Deftly slicing itself free – for the most part – from the big cosmic matters going down in Avengers Infinity War and the more cosmic reaches of the Marvel cinematic universe, this aptly goes small where other franchise films go big. It does enter a quantum realm – ‘do you guys just put “quantum” before everything?’ asks the least smart man in the room – to pick up on a sub-plot held over from Ant-Man, which means this could more aptly be called Ant-Men and the Wasps since it features different generational iterations of the size-changing team. There are also three Giant-Men (and a future Giant-Girl) in the cast, though we never get to see Laurence Fishburne’s Bill Foster expand to a height worthy of his Black Goliath alter ego.
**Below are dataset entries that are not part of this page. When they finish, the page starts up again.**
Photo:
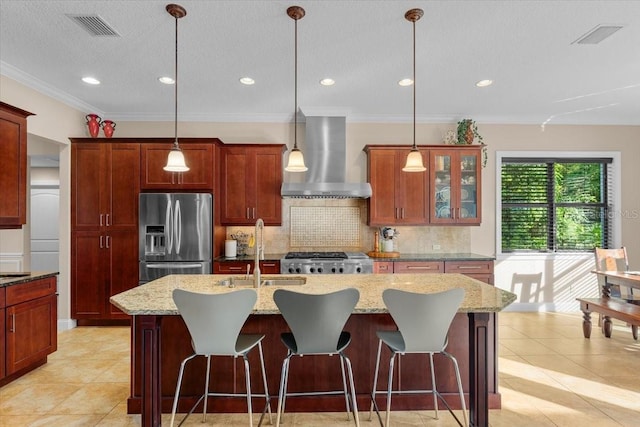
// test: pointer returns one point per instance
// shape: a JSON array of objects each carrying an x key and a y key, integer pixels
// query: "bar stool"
[
  {"x": 316, "y": 323},
  {"x": 423, "y": 322},
  {"x": 214, "y": 322}
]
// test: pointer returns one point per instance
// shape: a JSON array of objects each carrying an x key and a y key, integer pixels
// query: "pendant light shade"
[
  {"x": 175, "y": 160},
  {"x": 296, "y": 159},
  {"x": 414, "y": 159}
]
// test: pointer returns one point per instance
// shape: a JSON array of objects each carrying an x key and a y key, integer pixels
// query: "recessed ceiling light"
[
  {"x": 484, "y": 83},
  {"x": 91, "y": 80}
]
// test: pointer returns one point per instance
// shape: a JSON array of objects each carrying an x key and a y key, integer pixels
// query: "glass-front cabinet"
[{"x": 455, "y": 190}]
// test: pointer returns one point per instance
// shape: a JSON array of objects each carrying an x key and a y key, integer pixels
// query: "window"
[{"x": 555, "y": 204}]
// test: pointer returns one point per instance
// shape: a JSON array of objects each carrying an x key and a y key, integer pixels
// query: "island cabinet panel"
[
  {"x": 309, "y": 373},
  {"x": 13, "y": 173},
  {"x": 240, "y": 267},
  {"x": 199, "y": 157},
  {"x": 398, "y": 198},
  {"x": 30, "y": 324},
  {"x": 250, "y": 182},
  {"x": 455, "y": 177}
]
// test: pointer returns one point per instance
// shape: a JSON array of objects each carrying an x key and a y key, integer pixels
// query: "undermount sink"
[{"x": 265, "y": 281}]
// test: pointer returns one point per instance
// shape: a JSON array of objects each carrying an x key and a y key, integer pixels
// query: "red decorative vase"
[
  {"x": 93, "y": 123},
  {"x": 108, "y": 127}
]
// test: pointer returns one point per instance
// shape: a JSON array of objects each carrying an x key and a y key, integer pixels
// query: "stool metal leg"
[{"x": 433, "y": 385}]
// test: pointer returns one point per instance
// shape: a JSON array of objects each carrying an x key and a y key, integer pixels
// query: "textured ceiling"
[{"x": 526, "y": 47}]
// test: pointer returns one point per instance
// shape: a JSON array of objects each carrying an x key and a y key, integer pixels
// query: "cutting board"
[{"x": 374, "y": 254}]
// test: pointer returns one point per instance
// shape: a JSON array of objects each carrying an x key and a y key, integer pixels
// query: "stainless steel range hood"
[{"x": 325, "y": 156}]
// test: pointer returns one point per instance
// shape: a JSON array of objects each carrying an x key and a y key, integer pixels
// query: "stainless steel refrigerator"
[{"x": 176, "y": 231}]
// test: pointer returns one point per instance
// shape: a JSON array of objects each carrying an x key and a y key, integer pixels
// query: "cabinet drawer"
[
  {"x": 468, "y": 267},
  {"x": 383, "y": 267},
  {"x": 418, "y": 267},
  {"x": 30, "y": 290}
]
In a holdover from the plot of the now-dim-and-distant-seeming Captain America Civil War, Scott Lang (Paul Rudd), the current Ant-Man, is under house arrest and being harassed by FBI guy Jimmy Woo (Randall Park), a Marvel character who’s been around since the 1950s. Former Ant-Man Henry Pym (Michael Douglas) and his daughter Hope (Evangeline Lilly) are living literally below the radar … in a laboratory block that can be shrunk to the size of rolling luggage, with vehicles stashed in a Hot Wheels carrier. The plot has to do with the likelihood that lost-to-shrinkage Janet Van Dyne is still alive in the quantum realm – Marvel might not have the copyright to their former microverse – and since a prologue partners a computer de-aged Michelle Pfeiffer with a similarly smoothed-out Michael Douglas it’s a dead cert that she’s going to show up eventually.
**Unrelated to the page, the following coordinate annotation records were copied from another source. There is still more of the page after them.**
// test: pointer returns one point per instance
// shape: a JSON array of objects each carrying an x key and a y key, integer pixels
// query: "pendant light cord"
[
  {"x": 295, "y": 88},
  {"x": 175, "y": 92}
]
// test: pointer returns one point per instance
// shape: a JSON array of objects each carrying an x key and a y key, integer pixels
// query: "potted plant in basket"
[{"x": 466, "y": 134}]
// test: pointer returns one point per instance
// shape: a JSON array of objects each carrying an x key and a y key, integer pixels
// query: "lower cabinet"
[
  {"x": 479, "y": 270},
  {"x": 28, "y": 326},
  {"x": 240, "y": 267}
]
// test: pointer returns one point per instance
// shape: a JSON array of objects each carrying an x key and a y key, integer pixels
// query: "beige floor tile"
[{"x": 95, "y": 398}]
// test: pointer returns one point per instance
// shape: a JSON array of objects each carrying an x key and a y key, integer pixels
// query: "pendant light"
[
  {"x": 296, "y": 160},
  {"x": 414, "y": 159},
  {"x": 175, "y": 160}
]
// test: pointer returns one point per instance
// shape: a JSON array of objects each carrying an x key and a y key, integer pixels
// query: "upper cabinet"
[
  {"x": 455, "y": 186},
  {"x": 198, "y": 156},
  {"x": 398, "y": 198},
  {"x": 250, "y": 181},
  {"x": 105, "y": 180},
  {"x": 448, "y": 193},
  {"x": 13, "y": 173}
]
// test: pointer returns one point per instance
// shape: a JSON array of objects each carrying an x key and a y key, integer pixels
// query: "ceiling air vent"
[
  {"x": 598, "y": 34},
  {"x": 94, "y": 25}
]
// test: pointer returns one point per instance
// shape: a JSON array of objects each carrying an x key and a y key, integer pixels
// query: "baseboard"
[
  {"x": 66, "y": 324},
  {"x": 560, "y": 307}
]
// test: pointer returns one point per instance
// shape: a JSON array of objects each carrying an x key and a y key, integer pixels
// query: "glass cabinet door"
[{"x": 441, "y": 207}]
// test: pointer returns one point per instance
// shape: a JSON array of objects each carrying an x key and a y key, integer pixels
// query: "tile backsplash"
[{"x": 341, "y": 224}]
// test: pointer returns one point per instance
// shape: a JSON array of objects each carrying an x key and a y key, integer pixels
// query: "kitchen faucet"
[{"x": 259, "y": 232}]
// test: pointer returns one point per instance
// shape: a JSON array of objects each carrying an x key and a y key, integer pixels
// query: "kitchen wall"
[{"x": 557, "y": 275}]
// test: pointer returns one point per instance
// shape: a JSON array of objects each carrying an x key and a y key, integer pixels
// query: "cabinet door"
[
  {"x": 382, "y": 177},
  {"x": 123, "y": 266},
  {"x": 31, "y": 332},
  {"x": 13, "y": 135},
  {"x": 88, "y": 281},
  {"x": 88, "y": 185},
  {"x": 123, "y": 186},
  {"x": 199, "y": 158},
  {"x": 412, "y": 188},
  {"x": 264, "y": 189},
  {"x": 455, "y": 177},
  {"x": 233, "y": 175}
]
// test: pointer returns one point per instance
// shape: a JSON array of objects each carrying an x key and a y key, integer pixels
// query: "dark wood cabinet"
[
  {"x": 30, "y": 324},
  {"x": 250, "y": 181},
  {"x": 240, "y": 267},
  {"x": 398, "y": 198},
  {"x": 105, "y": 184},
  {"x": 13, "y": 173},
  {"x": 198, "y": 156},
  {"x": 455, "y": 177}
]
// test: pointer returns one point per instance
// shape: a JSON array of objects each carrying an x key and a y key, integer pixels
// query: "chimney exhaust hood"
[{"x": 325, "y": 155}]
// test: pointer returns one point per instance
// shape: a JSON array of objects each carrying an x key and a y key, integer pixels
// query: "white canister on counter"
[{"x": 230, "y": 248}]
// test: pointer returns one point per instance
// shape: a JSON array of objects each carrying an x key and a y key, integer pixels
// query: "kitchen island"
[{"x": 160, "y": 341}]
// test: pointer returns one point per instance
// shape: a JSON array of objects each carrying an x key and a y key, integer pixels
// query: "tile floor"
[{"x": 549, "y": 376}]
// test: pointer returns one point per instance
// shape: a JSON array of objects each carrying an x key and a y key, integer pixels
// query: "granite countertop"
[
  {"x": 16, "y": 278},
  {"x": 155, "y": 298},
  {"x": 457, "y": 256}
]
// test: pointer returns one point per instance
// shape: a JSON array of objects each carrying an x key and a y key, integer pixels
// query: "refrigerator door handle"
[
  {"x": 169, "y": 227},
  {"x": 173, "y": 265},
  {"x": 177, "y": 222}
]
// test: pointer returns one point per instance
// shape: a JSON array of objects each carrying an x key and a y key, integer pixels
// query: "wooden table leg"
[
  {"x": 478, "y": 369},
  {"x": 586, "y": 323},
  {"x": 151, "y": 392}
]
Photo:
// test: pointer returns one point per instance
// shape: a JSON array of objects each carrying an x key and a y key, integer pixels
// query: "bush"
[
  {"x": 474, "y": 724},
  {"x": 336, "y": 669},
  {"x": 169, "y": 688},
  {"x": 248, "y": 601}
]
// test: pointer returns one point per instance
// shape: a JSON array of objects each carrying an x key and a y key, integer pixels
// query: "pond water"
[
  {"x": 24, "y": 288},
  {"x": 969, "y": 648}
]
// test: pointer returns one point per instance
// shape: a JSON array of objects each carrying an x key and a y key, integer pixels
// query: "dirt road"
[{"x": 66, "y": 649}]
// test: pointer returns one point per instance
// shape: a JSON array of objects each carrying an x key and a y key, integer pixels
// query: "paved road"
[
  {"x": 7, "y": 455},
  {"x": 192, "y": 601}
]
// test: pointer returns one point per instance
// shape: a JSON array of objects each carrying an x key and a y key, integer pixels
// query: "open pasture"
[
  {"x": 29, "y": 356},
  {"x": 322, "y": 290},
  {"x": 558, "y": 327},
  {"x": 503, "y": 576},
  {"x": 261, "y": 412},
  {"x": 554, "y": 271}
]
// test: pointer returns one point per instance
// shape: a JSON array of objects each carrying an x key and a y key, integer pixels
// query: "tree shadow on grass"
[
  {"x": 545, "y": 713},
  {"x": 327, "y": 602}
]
In the sort of structure 1940s serials were fond of, the good guys and a troubled villain – Ava Starr, aka the Ghost (Hannah John-Kamen), an Iron Man baddie repurposed as the daughter of Pym’s sometime arch-nemesis Eli Starr aka Egghead (Michael Cerveris, following his role as Professor Pyg on Gotham) – are after chunks of technology that can be assembled to save Janet or prevent Ava dissipating into nebulousness. Both factions are pursued by others – the bumbling feds and a gang led by tech black marketeer Burch (Walton Goggins) – and the mcguffins keep getting passed from hand to hand between huge chases and fight scenes, with pretty much every variation of size-changing used for comic, dramatic or just plain weird effect. Whether by design or from lack of imagination, too many Marvel films have skimped on super-powers and have fight scenes that boil down to zapping or thumping … here, we have characters who can shrink and grow at will tussling with an intangible woman in dizzying battles … and a comic book parody of the San Francisco chase scene from Bullitt that goes on a tad too long but does deliver all the mini-car action you could wish for.
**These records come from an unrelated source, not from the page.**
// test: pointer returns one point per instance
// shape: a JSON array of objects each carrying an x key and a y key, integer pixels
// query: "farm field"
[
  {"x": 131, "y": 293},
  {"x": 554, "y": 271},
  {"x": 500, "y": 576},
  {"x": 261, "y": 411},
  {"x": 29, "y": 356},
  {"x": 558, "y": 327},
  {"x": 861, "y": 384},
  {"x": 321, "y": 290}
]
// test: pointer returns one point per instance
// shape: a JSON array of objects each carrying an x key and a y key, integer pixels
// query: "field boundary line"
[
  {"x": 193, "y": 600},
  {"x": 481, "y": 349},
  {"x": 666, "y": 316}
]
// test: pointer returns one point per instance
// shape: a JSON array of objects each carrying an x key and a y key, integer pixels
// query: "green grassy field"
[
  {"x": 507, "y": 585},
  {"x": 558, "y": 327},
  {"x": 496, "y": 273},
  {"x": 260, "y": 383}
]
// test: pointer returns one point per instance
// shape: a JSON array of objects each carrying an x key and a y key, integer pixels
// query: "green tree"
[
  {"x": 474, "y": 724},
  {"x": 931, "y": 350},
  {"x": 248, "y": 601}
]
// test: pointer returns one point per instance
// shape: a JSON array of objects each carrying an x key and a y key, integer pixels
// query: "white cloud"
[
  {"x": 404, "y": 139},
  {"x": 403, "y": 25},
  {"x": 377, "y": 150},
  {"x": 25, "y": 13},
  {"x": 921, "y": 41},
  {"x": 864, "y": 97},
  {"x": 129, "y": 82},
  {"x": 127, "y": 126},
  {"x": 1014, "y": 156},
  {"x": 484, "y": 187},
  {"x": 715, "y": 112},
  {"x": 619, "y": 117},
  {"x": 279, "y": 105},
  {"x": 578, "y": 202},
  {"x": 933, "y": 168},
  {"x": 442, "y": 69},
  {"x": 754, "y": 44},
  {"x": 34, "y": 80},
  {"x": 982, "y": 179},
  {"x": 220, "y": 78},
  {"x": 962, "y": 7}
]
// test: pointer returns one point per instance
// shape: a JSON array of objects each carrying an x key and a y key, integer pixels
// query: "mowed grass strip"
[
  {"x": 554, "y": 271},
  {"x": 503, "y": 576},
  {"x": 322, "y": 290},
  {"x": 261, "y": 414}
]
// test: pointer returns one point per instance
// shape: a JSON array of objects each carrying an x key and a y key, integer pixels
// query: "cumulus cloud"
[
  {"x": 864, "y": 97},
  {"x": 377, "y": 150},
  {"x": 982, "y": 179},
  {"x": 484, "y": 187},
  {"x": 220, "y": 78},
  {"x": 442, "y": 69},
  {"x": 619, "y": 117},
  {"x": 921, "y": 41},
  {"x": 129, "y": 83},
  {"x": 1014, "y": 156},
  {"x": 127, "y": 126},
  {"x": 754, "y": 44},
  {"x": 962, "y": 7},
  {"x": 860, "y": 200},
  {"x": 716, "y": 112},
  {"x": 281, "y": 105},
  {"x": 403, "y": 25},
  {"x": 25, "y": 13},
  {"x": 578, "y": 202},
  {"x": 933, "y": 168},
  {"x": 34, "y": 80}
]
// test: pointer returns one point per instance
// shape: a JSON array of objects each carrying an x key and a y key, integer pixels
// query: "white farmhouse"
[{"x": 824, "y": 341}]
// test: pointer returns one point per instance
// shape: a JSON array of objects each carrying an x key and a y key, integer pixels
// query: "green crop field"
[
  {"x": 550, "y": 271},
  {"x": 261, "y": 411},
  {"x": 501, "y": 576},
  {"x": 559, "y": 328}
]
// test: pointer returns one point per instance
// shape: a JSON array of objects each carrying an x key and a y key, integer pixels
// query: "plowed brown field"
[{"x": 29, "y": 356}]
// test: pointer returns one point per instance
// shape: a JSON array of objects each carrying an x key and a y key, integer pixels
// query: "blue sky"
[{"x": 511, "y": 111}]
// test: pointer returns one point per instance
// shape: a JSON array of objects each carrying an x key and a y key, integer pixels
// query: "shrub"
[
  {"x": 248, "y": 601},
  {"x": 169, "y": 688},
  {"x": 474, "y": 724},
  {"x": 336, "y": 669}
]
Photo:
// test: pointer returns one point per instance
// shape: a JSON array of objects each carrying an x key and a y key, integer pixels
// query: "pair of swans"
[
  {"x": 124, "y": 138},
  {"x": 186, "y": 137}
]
Rudd remains likeable as Lang, though it’s a shame that the first Marvel film to give title billing to a superheroine makes Lilly into a rather stern presence who doesn’t get to show much joy in her super abilities. I preferred her bobbed hair too. A script credited to various hands – Chris McKenna, Erik Sommers, Andrew Barrer, Gabriel Ferrari and Paul Rudd – suggests that everyone took a character or sub-set of characters (Scott’s ex-crook buddies get a showing again) and ran with them, then met at the weekends to staple all the pages together. Peyton Reed, who took over the original from departed Edgar Wright, is back in command, and still gives the impression of returning to the spell of his career when he remade Disney’s The Computer Wore Tennis Shoes for TV but with a ton more money. This offers mostly low-threat comic villains (Ghost is semi-tragic but has a nicely spiteful streak that at least makes her a proper menace), a sweet thread about families fighting to stay together (Abby Ryder Fortson, who plays Scott’s adoring daughter Cassie, is genuinely delightful again), and science gabble to excuse shrinking or growing set-pieces. It’s middling Marvel, but that means it lacks some of the pompousness of ‘bigger’ efforts like Black Panther and Infinity War. I had a good time with it.